How the Turso Parser Transforms SQL Statements into VDBE Bytecode: A Complete Technical Guide

The Turso parser transforms SQL statements into VDBE bytecode through a three-stage pipeline that first lexes and parses source text into an AST, then plans the execution strategy, and finally emits low-level VDBE instructions via the emit_program function.
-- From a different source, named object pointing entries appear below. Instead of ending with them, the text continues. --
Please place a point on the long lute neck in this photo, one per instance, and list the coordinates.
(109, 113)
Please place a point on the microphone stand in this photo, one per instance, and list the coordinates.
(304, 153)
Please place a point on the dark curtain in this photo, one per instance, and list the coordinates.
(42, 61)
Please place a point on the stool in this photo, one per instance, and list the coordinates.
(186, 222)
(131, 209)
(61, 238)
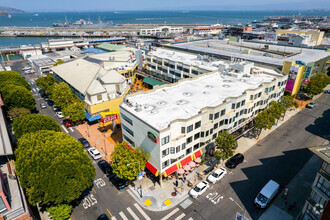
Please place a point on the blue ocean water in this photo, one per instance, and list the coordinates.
(46, 19)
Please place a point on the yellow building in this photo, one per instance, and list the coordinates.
(296, 73)
(316, 35)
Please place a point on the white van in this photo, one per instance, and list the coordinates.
(267, 194)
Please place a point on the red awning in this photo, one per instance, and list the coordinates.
(186, 160)
(170, 170)
(152, 168)
(198, 154)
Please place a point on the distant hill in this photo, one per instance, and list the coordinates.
(10, 10)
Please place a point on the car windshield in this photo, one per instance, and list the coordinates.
(197, 189)
(262, 198)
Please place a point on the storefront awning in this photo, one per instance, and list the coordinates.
(197, 154)
(186, 160)
(171, 170)
(152, 168)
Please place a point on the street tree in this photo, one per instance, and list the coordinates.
(14, 78)
(17, 97)
(33, 123)
(74, 111)
(126, 161)
(17, 112)
(226, 144)
(52, 167)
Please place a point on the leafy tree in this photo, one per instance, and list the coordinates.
(46, 83)
(52, 167)
(74, 111)
(226, 144)
(33, 123)
(60, 212)
(18, 112)
(126, 161)
(14, 78)
(59, 62)
(18, 96)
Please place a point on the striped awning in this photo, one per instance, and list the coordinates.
(152, 168)
(186, 160)
(197, 154)
(171, 170)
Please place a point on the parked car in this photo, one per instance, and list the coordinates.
(234, 161)
(311, 104)
(266, 194)
(199, 189)
(118, 182)
(43, 105)
(67, 123)
(217, 175)
(94, 153)
(105, 167)
(84, 142)
(103, 217)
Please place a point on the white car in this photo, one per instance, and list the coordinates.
(59, 115)
(217, 175)
(199, 189)
(94, 153)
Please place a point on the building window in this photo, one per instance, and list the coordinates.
(165, 140)
(165, 152)
(189, 128)
(183, 130)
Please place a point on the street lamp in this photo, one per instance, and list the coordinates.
(238, 206)
(138, 175)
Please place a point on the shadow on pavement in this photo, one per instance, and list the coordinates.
(271, 168)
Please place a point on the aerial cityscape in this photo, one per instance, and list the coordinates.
(173, 110)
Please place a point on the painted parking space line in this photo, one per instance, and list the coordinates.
(123, 216)
(65, 129)
(170, 214)
(141, 211)
(132, 213)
The Turso database engine processes queries through a sophisticated compilation pipeline that converts human-readable SQL into executable virtual machine code. Understanding how the Turso parser transforms SQL statements into VDBE bytecode reveals the architectural decisions in tursodatabase/turso that maintain SQLite compatibility while enabling modern extensions like MVCC. This walkthrough traces the exact path from raw SQL strings to running bytecode using the actual source files.

The Three-Stage Compilation Pipeline

Turso follows the same architectural pattern as SQLite, separating concerns into distinct phases:

  1. Lexing and Parsing – Source SQL becomes an abstract syntax tree (AST)
  2. Planning – The AST is analyzed and rewritten into a logical Plan describing operations (scans, joins, aggregates)
  3. Emission – The Plan is walked to generate VDBE bytecode instructions executed by the virtual machine

This separation ensures that the parser remains focused on syntax validation while the optimizer and emitter handle execution details.
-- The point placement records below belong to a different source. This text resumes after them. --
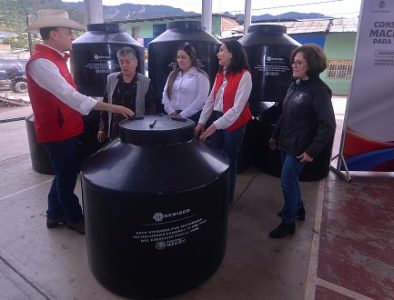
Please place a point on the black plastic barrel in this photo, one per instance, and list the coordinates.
(162, 52)
(156, 203)
(93, 58)
(38, 155)
(269, 49)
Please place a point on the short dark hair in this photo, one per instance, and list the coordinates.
(315, 57)
(44, 32)
(127, 51)
(239, 60)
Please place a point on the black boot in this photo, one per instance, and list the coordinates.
(282, 230)
(300, 214)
Stage 1: Lexing and Parsing the SQL Text

The entry point for SQL compilation lives in sqlite/parser/src/parser.rs, which implements a recursive-descent parser consuming tokens from the lexer.
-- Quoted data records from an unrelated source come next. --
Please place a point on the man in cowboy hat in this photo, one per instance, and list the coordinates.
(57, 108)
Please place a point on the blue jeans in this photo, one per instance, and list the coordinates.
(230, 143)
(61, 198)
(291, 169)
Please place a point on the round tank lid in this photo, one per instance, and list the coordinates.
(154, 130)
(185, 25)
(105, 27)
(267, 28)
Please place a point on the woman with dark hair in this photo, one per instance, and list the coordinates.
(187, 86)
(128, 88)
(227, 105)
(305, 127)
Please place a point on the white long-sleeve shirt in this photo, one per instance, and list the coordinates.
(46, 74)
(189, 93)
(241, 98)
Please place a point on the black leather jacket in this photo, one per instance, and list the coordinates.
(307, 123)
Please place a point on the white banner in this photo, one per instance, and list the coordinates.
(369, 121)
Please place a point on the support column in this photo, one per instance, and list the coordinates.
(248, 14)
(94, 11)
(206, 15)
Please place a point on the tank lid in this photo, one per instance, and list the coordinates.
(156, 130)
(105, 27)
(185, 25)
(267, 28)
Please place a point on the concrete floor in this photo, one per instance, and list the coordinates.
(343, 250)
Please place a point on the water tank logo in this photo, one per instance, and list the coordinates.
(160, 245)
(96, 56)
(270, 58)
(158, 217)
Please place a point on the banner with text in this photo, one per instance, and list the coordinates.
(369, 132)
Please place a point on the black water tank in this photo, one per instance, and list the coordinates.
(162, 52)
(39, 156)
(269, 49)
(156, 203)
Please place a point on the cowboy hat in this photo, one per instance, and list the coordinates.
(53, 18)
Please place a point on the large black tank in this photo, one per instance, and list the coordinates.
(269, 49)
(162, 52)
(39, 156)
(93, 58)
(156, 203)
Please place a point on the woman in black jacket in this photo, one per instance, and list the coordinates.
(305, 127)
Initializing the Parser: The Parser::new function creates a lexer and initializes parser state, accepting a byte slice of SQL source text.

Dispatching Statements: Parser::next_cmd consumes leading semicolons and determines which statement type to parse (SELECT, INSERT, CREATE, etc.), returning a Cmd enum. This function delegates to Parser::parse_stmt, which dispatches to concrete statement parsers like parse_select, parse_insert, or parse_create_stmt.

For SELECT statements, parse_select (lines 150-225 in parser.rs) builds a Select AST node, handling FROM, WHERE, GROUP BY, and window clauses. The parser uses a large TokenType enum and implements "fallback-ID" logic—treating keywords like OVER as identifiers unless the surrounding syntax requires them.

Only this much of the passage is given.